|At times, as I study Elliott Wave analysis, I feel a bit like the character Private Joker from the war movie, Full Metal Jacket: "This is my wave count. There are many like it, but this one is mine." Nevertheless, I think a compelling argument can be made that the powerful two-day rally on October 10th and 11th represented the end of a minor third wave that began on September 11th. Since that time, the S&P 500 has lost just over 150 points, or 16.5%.|
While the October 10-11 rally took many by surprise, it is increasingly clear that the rally came as a result of the third wave finally putting in a bottom after a pair of extensions--a large extension in late September and a smaller one in the first week of October. While Elliott Wave practioners have taken quite a bit of guff from critics over the theory/subject of wave extensions, there is ample writing from R.N. Elliott himself to A.J. Frost and Bob Prechter discussing not only what extensions in waves are, but also what analysts can learn from them. These authors are most explicit with regard to extensions in fifth waves, postulating that the a-b-c retracement that follows a fifth wave that has featured extensions will find support (or resistance, in the case of bullish a-b-c) at the low (or high) of the previous extension.
|Here, the extensions are in the fifth minute wave, which means we should be on the lookout for the current minute wave a' to run into resistance somewhere in the neighborhood of the October 2nd highs. This is also classic, support and resistance technical analysis, in which previous highs serves as resistance until breached by subsequent rallies. However, Elliott Wave theory puts a particular spin on this resistance. As Prechter notes in Elliott Wave Principle, "the most important empirically derived rule that can be distilled from (Elliott's) comments is that when an extension occurs in a fifth up-wave, the ensuing correction will occur in three waves and retrace to the level of the beginning of the extension ..."|
|Figure 1: A minor third wave bottom coincides with a minute fifth wave bottom.|
|Graphic provided by: TradeStation.|
|Much writing about EW deals disproportionately with bull markets, so some inversion is occasionally necessary when the prevailing trend becomes bearish (such as in the wake of a major Cycle and SuperCycle top as in 2000). As such, we are concerned about extensions in a fifth DOWN wave, and are looking to see whether the ensuing three-wave correction will retrace to the point where the extension begins on the downside, or the peak on October 2nd. Prechter suggests further that the first retracement will be "followed by a second retracement wave which carries into new high ground for the cycle. That is, fifth wave extensions are always double retraced. The second retracement marks either the beginning of the next impulse wave of larger degree, or, if the previous wave of one larger degree was a fifth itself and a major reversal is due, the first and second retracements will become waves A and B of an irregular correction ..."|
|I am not convinced the current minute a'-b'-c' correction that is also a minor fourth falls into either of the above categories--particularly as it relates to Prechter's note about wave B. As we will see, there is grounds for seeing the minute c' wave as the beginning of a minor fifth. |
In the context of the minute waves in the S&P 500 in October (and assuming my assessment of the first retracement is correct) Prechter's point can be interpreted to mean that the second retracement wave in October will likely take the S&P 500 down to new LOW ground for the cycle. Additionally, it appears that the a-b-c correction will likely represent the minor fourth wave, as suggested above. When Prechter refers to the second retracement as marking the beginning of the next impulse wave of larger degree, it appears that he is refering to the minute b' wave that is in the same direction as the prevailing trend. I use the term "prevailing trend" here, instead of "impulse" because, once the prevailing trend becomes bearish, it is downward movement that is divided into five "impulse"-like waves and upward, countertrend movement that is divided into three "corrective"-like waves. By referring to the prevailing trend in this instance, I think it is easier to apply Elliott Wave to bear markets.

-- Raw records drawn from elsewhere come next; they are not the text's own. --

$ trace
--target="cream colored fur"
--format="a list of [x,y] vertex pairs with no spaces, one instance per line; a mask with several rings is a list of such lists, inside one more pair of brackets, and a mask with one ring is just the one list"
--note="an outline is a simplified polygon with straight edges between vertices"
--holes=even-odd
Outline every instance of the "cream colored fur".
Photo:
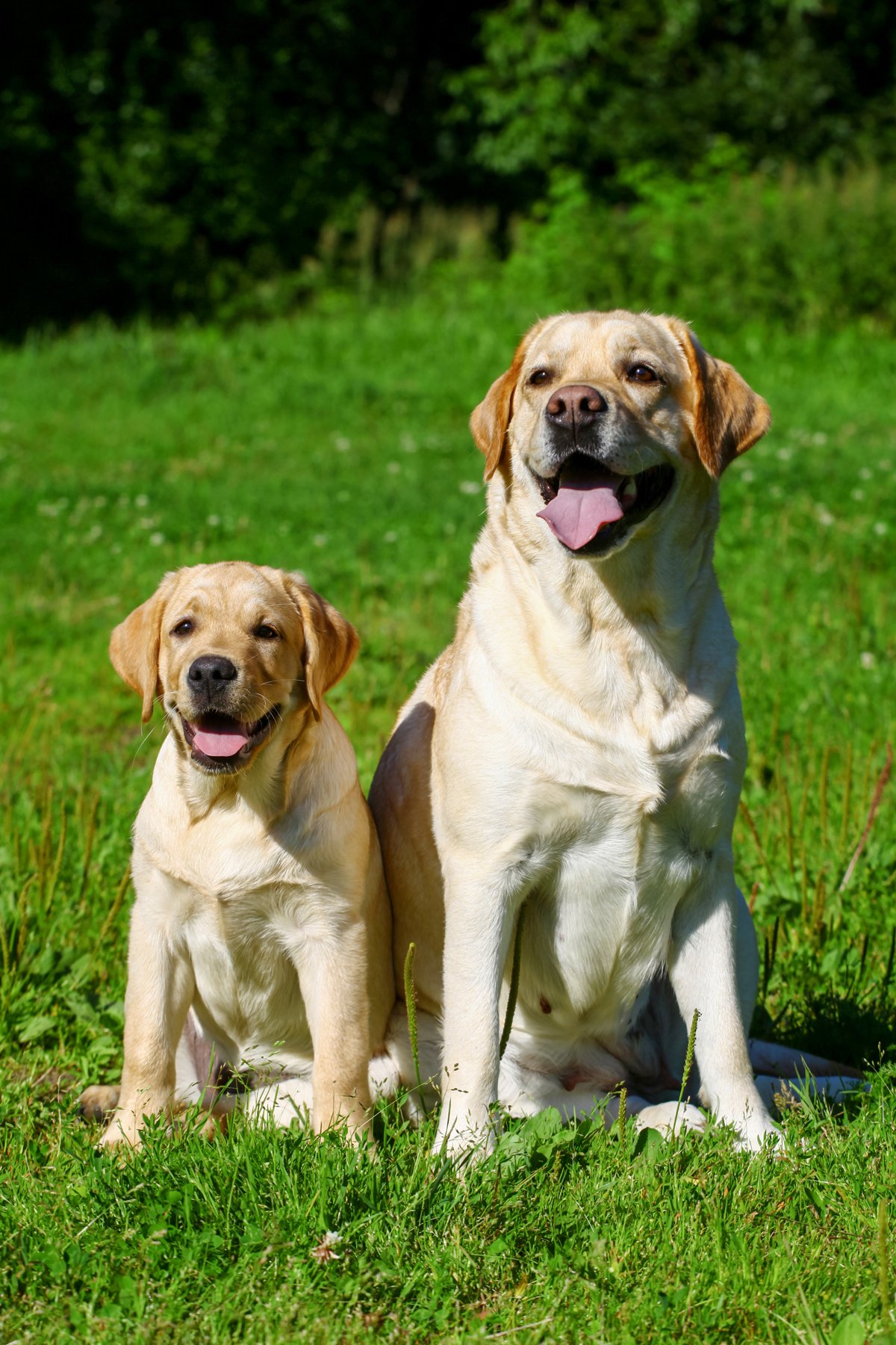
[[[641,364],[654,382],[633,377]],[[674,469],[662,504],[599,557],[536,516],[545,405],[571,383],[607,402],[606,465]],[[395,966],[415,942],[420,1020],[442,1020],[437,1147],[489,1150],[498,1099],[575,1115],[621,1083],[641,1123],[668,1128],[695,1010],[700,1100],[751,1150],[776,1138],[746,1041],[758,962],[732,826],[747,752],[712,564],[717,476],[767,426],[762,398],[682,323],[626,312],[540,323],[473,414],[492,480],[457,636],[371,790]],[[680,1123],[704,1119],[688,1107]]]
[[[161,698],[168,734],[134,826],[125,1063],[103,1143],[137,1145],[144,1116],[189,1102],[232,1107],[197,1067],[203,1050],[250,1071],[250,1111],[369,1126],[368,1061],[394,1002],[391,917],[355,753],[322,699],[356,647],[301,576],[243,564],[167,576],[114,632],[113,663],[145,718]],[[230,714],[255,722],[279,707],[234,773],[210,773],[184,737],[200,655],[238,668]],[[375,1060],[377,1087],[394,1088],[390,1068]]]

Figure 2: The minute a'-b'-c' correction appears to be part of a countertrend, minor fourth wave.
What this seems to suggest is that there will be a minute a' wave that, beginning on October 10th, will test the October highs from the beginning of the month. There should then be a minute b' wave that takes the S&P 500 into "new ground" for the cycle. In the current context, this can only signify a move to the downside and, by "new ground" one must wonder whether or not the lows of October 9th will be breached by a declining minute b' wave. I confess to finding it difficult to see a minute b' wave taking the S&P 500 beneath the October 9th lows, and will wait for the resolution of the current minute a'-b'-c' before trying again to interpret Prechter on the matter of the "second retracement." Finally, I would expect a minute c' wave that would complete the countertrend, minor fourth wave to the upside and set the stage for a minor fifth back downward--a minor fifth, incidentally, that will have a bottom that will coincide with what will likely be an intermediate third bottom.